It's true - I am definitely coloured by my pup's experience with coccidia and giardia. All the symptoms Momo describes are so similar to what we went through. When Shala was having all the diarrhea, the mucous was one of the reasons my vet felt strongly it was parasitical (along with the pure liquid poo and the blood - and that it just wasn't easing up), even though we were getting negatives on the fecals (we finally got a positive weeks into it). But maybe it was the combination of all that she was putting together. I'm sure diarrhea from just a food change can produce mucous, but I also just feel like this is going on too long to just be about food (unless it is the chicken). I'm worried about Sunny.


----------



## momo_ (Dec 15, 2014)

Sweet Girl said:


> It's true - I am definitely coloured by my pup's experience with coccidia and giardia. All the symptoms Momo describes are so similar to what we went through. When Shala was having all the diarrhea, the mucous was one of the reasons my vet felt strongly it was parasitical (along with the pure liquid poo and the blood - and that it just wasn't easing up), even though we were getting negatives on the fecals (we finally got a positive weeks into it). But maybe it was the combination of all that she was putting together. I'm sure diarrhea from just a food change can produce mucous, but I also just feel like this is going on too long to just be about food (unless it is the chicken). I'm worried about Sunny.


Greetings from an awake at 2am Momo. You know why. 

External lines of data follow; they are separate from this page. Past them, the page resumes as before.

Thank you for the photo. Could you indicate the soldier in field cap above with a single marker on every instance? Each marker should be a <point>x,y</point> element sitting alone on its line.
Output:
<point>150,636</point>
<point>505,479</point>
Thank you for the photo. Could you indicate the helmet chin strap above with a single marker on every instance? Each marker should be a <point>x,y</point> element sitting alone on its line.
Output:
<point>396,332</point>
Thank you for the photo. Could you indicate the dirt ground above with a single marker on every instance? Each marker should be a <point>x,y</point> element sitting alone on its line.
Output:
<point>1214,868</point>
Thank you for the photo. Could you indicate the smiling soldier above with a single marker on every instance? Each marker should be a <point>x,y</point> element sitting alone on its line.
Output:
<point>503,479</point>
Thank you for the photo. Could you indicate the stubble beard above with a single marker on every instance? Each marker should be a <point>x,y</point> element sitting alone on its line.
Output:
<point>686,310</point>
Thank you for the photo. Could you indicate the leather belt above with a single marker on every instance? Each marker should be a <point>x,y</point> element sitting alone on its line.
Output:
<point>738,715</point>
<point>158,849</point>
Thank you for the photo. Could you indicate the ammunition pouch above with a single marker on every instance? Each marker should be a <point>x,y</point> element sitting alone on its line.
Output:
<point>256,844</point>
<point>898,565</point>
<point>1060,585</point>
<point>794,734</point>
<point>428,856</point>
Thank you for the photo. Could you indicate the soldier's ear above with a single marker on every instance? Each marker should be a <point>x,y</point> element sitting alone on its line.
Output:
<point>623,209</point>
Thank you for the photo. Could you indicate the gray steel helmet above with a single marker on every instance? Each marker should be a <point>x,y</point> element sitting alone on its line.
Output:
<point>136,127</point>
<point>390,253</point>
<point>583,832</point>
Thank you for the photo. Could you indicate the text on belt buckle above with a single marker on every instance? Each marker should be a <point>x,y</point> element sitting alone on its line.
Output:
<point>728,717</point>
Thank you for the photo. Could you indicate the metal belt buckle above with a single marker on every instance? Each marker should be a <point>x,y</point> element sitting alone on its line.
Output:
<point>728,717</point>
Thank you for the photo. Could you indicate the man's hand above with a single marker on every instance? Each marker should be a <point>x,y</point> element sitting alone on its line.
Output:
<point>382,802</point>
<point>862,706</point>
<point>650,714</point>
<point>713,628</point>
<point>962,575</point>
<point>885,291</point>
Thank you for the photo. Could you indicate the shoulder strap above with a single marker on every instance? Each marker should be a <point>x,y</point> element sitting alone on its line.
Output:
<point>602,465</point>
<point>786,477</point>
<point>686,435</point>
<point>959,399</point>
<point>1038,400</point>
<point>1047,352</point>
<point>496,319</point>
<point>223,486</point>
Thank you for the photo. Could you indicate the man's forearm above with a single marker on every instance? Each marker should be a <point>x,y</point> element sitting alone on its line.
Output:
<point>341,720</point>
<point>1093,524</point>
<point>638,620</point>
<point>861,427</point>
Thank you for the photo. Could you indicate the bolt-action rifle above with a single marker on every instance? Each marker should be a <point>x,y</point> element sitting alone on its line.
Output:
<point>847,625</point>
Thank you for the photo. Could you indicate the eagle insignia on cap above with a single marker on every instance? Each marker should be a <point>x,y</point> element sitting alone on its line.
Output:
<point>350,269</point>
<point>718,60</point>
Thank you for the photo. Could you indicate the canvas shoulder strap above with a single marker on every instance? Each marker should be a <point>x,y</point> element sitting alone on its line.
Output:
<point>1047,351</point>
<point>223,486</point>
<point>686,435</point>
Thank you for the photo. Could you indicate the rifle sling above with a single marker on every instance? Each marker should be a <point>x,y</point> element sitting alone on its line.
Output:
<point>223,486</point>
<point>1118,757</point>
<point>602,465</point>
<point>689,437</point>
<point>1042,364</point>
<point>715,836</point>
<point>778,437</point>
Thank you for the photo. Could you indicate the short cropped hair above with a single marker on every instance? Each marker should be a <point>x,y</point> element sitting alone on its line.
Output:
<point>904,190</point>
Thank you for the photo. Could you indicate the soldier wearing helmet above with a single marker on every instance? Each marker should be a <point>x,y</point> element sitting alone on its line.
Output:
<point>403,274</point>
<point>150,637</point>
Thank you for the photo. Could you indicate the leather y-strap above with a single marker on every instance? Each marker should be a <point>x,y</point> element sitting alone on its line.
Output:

Since the sample is being sent away to a lab, it should be accurate, right? I don't think I afford to spent $200 over and over before we get a positive...


----------



## Rundlemtn (Jan 16, 2015)

We are definitely all worried about Sunny. I am really hoping you are able to sort this out soon! Because he is looking thin, I was wondering if you are making sure you are giving him enough calories in chicken and rice everyday. For Rundle what we did is calculated how much chicken and rice to give based on the number of calories she is supposed to be getting from her regular kibble. She was still growing and gaining the weight the week she had diarrhea. I feel different from others in that I would not be worried about introducing him to PP, until the diarrhea is resolved. I know the vet said it was okay, but, the usually the thing to do is bland diet until the diarrhea is resolved. At this point I have somewhat lost confidence in your vet. Didn't know grain-free? Didn't give him anything to help with the diarrhea when you were there? I mean come on?! I also wouldn't have given him non-chicken treats if I had run out during the class the other day. I would have just observed the class and worked on it with Sunny at home. You cannot risk playing around with his diet anymore. I know this is coming across as a bit of tough love, but we all just really want to see Sunny get better!


----------



## momo_ (Dec 15, 2014)

3Pebs3 said:


> We are definitely all worried about Sunny. I am really hoping you are able to sort this out soon! Because he is looking thin, I was wondering if you are making sure you are giving him enough calories in chicken and rice everyday. For Rundle what we did is calculated how much chicken and rice to give based on the number of calories she is supposed to be getting from her regular kibble. She was still growing and gaining the weight the week she had diarrhea. I feel different from others in that I would not be worried about introducing him to PP, until the diarrhea is resolved. I know the vet said it was okay, but, the usually the thing to do is bland diet until the diarrhea is resolved. At this point I have somewhat lost confidence in your vet. Didn't know grain-free? Didn't give him anything to help with the diarrhea when you were there? I mean come on?! I also wouldn't have given him non-chicken treats if I had run out during the class the other day. I would have just observed the class and worked on it with Sunny at home. You cannot risk playing around with his diet anymore. I know this is coming across as a bit of tough love, but we all just really want to see Sunny get better!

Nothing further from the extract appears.